As shown in this review, a large driving force for research in the area of metal-DNA conjugates stems from sensor applications, for example in the detection of genetic defects, genomic fingerprinting for identification purposes, or applications in personalized medicine. Electrochemical detection methods offer a superior sensitivity to currently available optical gene chip technology. Gene chip technology has to rely on attaching a fluorescence tag to one of the DNA strands after PCR amplification. Recent advances in the area of electrochemical DNA detection described in this review should allow the development of biosensors that do not require labeling of the target DNA.

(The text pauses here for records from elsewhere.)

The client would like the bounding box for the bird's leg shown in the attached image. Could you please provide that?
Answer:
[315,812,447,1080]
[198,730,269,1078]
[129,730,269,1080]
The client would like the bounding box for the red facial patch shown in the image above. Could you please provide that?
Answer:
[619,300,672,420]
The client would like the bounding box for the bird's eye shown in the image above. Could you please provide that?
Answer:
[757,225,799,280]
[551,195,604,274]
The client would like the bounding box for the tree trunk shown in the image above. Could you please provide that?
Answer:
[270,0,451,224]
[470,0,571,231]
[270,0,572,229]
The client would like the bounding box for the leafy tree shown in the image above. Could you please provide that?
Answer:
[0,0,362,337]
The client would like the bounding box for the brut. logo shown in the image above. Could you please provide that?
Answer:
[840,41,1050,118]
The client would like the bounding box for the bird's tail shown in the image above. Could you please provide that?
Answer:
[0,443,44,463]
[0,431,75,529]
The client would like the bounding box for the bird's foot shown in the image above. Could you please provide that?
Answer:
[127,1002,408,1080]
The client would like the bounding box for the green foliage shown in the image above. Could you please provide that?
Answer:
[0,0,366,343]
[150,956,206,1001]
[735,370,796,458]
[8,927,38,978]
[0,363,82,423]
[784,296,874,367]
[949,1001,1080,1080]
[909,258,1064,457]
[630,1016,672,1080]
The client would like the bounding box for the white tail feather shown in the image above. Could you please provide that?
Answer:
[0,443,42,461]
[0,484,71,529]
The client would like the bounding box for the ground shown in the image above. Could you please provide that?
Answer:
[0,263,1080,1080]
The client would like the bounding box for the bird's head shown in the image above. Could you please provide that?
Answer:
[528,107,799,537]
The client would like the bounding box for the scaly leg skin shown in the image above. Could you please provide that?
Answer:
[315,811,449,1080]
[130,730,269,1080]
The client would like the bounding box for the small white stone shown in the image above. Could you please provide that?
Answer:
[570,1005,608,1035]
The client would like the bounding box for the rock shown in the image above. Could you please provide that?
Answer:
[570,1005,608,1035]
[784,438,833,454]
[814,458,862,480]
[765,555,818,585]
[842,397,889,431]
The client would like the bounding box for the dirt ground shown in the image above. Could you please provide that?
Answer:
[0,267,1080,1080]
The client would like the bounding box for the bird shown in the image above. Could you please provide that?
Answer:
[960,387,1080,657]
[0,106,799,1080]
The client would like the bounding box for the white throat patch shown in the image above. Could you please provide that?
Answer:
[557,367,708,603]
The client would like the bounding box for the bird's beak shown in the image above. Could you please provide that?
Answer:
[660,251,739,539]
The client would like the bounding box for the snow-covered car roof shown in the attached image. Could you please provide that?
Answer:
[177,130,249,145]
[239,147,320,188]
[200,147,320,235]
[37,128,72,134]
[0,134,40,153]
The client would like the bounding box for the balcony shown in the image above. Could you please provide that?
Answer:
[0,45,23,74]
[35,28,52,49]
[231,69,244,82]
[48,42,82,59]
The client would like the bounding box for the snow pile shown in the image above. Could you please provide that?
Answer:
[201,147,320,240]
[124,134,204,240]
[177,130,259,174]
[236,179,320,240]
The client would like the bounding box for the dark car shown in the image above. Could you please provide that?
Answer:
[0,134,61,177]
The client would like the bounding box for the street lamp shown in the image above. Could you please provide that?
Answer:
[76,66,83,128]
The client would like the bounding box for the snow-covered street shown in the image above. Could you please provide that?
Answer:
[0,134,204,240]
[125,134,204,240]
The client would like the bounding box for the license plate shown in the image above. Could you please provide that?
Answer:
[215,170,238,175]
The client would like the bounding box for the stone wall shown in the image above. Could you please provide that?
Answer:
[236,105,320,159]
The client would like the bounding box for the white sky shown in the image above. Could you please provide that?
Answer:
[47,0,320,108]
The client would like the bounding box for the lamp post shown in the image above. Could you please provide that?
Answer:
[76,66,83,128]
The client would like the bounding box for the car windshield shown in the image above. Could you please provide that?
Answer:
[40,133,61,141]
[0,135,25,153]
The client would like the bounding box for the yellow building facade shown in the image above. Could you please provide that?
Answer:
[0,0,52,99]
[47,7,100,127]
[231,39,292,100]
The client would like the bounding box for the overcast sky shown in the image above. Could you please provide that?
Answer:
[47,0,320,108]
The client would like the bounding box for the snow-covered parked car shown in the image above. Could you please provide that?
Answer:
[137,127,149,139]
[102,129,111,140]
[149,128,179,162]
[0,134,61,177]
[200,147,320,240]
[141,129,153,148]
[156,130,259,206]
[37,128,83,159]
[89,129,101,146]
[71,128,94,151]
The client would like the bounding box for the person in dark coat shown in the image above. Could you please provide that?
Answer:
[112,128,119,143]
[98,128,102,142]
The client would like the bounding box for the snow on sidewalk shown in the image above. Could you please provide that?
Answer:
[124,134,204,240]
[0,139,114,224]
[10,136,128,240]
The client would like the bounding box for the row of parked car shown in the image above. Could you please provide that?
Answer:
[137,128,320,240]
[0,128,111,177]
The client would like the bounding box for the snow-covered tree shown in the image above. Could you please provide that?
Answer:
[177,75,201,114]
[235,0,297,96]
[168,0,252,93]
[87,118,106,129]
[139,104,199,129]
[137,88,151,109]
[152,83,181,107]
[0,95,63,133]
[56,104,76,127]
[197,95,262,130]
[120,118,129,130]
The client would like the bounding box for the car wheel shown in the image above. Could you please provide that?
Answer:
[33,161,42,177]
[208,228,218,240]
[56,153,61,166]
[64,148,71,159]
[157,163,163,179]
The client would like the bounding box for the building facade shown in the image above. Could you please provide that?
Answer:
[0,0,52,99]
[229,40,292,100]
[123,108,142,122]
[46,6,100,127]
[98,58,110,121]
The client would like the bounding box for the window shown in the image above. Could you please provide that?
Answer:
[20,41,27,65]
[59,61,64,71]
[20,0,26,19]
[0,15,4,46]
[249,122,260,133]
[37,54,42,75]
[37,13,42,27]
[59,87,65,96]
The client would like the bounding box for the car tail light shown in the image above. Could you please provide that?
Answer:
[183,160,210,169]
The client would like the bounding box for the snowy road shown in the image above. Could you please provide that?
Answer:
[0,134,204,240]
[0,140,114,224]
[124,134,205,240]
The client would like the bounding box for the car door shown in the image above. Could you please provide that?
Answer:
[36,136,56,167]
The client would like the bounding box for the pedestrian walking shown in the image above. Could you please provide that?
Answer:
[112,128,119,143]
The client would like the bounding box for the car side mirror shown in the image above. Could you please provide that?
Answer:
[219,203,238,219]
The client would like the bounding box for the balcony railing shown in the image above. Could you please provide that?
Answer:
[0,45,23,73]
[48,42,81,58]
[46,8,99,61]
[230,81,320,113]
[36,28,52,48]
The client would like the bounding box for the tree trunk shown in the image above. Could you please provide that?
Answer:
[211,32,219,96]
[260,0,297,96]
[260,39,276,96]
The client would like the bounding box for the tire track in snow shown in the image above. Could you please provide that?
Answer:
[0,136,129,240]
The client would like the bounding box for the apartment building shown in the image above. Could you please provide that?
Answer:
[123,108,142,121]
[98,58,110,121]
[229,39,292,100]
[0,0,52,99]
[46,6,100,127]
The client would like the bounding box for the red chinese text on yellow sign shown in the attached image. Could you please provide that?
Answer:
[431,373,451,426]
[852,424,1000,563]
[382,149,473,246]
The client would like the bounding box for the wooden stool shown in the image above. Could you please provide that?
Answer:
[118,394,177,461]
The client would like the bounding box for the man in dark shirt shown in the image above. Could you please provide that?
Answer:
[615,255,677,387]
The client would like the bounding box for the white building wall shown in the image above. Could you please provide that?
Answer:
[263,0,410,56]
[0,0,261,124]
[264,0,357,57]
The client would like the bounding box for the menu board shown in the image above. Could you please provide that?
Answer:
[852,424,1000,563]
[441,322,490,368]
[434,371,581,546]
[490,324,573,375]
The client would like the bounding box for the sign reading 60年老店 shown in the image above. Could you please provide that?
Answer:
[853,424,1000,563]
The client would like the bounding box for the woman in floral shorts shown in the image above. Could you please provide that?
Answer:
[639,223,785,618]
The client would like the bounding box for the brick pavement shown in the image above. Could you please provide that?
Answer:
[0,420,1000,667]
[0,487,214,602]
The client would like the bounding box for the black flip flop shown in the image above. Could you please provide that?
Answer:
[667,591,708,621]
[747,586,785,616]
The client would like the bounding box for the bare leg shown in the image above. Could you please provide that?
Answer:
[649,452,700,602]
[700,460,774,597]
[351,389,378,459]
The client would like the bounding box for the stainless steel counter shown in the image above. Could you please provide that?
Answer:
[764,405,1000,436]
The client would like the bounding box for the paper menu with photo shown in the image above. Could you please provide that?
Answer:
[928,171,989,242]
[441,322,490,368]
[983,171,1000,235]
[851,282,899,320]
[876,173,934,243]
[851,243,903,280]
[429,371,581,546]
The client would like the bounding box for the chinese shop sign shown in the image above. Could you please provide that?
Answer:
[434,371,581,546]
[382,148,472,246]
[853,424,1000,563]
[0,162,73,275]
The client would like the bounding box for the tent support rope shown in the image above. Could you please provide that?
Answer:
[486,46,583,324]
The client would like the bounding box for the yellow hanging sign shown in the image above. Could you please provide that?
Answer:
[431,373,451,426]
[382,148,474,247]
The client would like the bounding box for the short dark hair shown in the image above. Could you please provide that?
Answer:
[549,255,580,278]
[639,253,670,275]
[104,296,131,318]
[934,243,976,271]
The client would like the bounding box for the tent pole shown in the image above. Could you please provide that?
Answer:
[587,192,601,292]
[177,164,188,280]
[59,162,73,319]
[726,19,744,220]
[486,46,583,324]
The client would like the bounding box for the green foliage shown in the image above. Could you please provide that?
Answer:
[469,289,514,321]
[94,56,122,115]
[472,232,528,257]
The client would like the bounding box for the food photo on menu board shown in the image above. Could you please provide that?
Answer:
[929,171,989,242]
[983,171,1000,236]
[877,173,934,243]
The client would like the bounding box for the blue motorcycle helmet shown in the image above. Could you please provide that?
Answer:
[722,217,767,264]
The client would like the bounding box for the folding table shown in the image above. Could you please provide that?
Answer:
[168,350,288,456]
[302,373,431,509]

One of the holy grails of E-biosensors is the detection of single nucleotide mismatches time- and cost-effectively without the need for a lengthy PCR amplification, or in heterozygote mixtures or under non-ideal hybridization conditions. These goals are yet unrealized. Especially difficult will be the detection of DNA under “real-to-life” conditions, such as high salt concentrations or in the presence of large quantities of impurities. However, the possibility of single molecule detection using ultra-fast electrochemical techniques on ultramicroelectrodes may offer solutions to this problem.